# Efficient Ingestion of the Adver-City Dataset 

This notebook ingests the [Adver-City](https://labs.cs.queensu.ca/quarrg/datasets/adver-city/) synthetic dataset for use in investigating cooperative perception in adverse weather conditions. As the dataset is larger, it selectively extracts required files (in accordance with a sampling plan) and cleans up working files along the way. The end result is clean dataset sliced into train/val/test, suitable for machine learning applications. 

A broader exploration of the dataset is provided [here](./initial_explore.ipynb).

Notes:

- just investigating night time for now
- ensure to source virtual environment located at `./venv/bin/python` before running: `source venv/bin/activate`
- requirements have been exported to `pip freeze > requirements.txt`
- to unzip the `.7z` files, install p7zip as follows: `brew install p7zip`

In [None]:
# proper imports 
import json
from pathlib import Path
import os
import random

# define root directory
cwd = Path.cwd()
if cwd.name == "notebooks":
    os.chdir(cwd.parent)
    print("changed to root directory:", Path.cwd())
else:
    print("already in project root:", Path.cwd())

# custom imports
from src.ingestion import download

## Configure

Note: all paths will be expressed as a Path

In [None]:
PROJECT_ROOT = Path.cwd()
CONFIG_PATH = PROJECT_ROOT / "config" / "config.json"

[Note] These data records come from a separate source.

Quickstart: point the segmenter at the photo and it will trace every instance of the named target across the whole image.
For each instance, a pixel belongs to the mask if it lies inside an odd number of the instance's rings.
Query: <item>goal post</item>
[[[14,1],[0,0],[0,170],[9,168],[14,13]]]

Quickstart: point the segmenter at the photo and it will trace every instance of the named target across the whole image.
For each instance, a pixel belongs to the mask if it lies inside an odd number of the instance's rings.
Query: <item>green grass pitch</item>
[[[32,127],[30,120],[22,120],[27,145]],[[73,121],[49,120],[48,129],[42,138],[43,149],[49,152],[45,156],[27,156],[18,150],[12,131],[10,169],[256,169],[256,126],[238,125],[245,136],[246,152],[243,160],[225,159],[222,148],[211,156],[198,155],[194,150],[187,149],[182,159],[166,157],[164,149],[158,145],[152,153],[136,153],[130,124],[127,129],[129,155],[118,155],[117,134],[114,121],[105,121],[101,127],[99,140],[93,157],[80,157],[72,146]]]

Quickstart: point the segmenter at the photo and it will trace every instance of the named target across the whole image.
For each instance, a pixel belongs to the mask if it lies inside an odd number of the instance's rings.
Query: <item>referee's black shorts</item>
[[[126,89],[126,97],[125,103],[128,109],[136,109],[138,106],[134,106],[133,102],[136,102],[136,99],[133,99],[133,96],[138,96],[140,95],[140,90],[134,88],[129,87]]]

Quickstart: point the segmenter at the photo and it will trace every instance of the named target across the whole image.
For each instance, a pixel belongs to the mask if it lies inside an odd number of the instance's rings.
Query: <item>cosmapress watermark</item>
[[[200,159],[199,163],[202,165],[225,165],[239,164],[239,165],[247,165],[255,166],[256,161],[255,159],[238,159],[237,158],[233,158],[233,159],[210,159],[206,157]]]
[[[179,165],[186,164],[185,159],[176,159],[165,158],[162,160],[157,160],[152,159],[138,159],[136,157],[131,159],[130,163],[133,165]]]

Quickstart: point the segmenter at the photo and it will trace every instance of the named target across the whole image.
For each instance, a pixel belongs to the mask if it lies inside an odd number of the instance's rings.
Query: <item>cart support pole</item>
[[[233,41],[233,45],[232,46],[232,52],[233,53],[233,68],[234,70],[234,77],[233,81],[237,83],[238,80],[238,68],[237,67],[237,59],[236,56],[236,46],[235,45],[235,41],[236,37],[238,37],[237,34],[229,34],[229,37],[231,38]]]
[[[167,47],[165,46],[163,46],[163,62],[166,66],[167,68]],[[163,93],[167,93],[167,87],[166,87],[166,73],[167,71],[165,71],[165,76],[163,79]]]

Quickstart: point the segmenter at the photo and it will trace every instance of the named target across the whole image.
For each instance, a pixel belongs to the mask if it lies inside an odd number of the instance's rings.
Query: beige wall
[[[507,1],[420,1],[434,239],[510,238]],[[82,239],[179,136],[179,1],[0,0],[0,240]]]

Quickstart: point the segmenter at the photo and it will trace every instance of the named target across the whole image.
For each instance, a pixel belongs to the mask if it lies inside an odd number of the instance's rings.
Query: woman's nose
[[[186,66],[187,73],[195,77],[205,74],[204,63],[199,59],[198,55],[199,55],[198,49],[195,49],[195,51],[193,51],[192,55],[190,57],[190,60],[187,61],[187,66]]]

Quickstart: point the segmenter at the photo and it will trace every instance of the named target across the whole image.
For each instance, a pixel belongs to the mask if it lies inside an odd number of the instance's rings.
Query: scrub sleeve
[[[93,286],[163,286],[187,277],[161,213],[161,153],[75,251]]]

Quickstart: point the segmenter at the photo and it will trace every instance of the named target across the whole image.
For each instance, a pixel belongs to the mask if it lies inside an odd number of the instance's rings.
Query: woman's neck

# pull configuration files
with open(CONFIG_PATH, "r") as f:
    cfg = json.load(f)

# data paths
DATA_ROOT   = PROJECT_ROOT / cfg["data_paths"]["root"]      # root directory for all data 
RAW_DIR     = PROJECT_ROOT / cfg["data_paths"]["raw"]       # where the raw data is stored
INDEX_DIR   = PROJECT_ROOT / cfg["data_paths"]["index"]     # where the data index is stored
SAMPLED_DIR = PROJECT_ROOT / cfg["data_paths"]["sampled"]   # where the sampled data (i.e., subset) is stored
READY_DIR   = PROJECT_ROOT / cfg["data_paths"]["ready"]     # where the training/val/test sets are stored

# make the directories 
for p in [RAW_DIR, INDEX_DIR, SAMPLED_DIR, READY_DIR]:
    p.mkdir(parents=True, exist_ok=True)

# archive info
BASE_URL    = cfg["ingestion"]["url"]                       # remote location of data archive
ARCHIVE_EXT = cfg["ingestion"]["archive_extension"]         # archive file extension 

# sampling 
MAX_GB      = float(cfg["ingestion"]["max_size_GB"])        # maximum file size
MAX_IMGS    = int(cfg["ingestion"]["images_per_archive"])   # maximum number of images to pull
STRIDE      = int(cfg["ingestion"]["frame_stride"])          # gaps between frames when sampling 
SEED = int(cfg["reproducibility"]["seed"])
random.seed(SEED)

# image info
CAMERA     = cfg["ingestion"]["camera"]                     # null -> None means all cameras
IMG_TYPE   = cfg["ingestion"]["image_type"]                 # rgb
IMG_EXT    = cfg["ingestion"]["image_extension"]            # file extension of images 

# labelling info
labels_cfg = cfg["labels"]

# the valid file types
VALID_PREFIX  = set(labels_cfg["valid_prefix"])
VALID_WEATHER = set(labels_cfg["valid_weather"])
VALID_DENSITY = set(labels_cfg["valid_density"])

# the files I want to download
CHOOSE_PREFIX  = labels_cfg.get("choose_prefix", labels_cfg["valid_prefix"])
CHOOSE_WEATHER = labels_cfg.get("choose_weather", labels_cfg["valid_weather"])
CHOOSE_DENSITY = labels_cfg.get("choose_density", labels_cfg["valid_density"])

# decoders (two separate label spaces)
DECODE_TIME = labels_cfg["weather_decode_time"]             # maps files to day/night
DECODE_VIS  = labels_cfg["weather_decode_visibility"]       # maps files to visibility conditions

print('selected prefixes: ', CHOOSE_PREFIX)
print('selected weather: ', CHOOSE_WEATHER)
print('selected density: ', CHOOSE_DENSITY)


## Build filenames

In [None]:
filenames = download.build_filenames(CHOOSE_PREFIX, CHOOSE_WEATHER, CHOOSE_DENSITY, 
                               VALID_PREFIX, VALID_WEATHER, VALID_DENSITY, 
                               ARCHIVE_EXT)
print('build the following filenames: \n', filenames)

## Download

In [None]:
download_raw = download.download_files(
    base_url = BASE_URL, 
    destinations_dir = RAW_DIR, 
    filenames = filenames, 
    timeout = 60, 
    max_size_GB = MAX_GB, 
    overwrite = False
)

print('Downloaded ', len(download_raw), 'files.')
for file in download_raw:
    print('-->', file.name)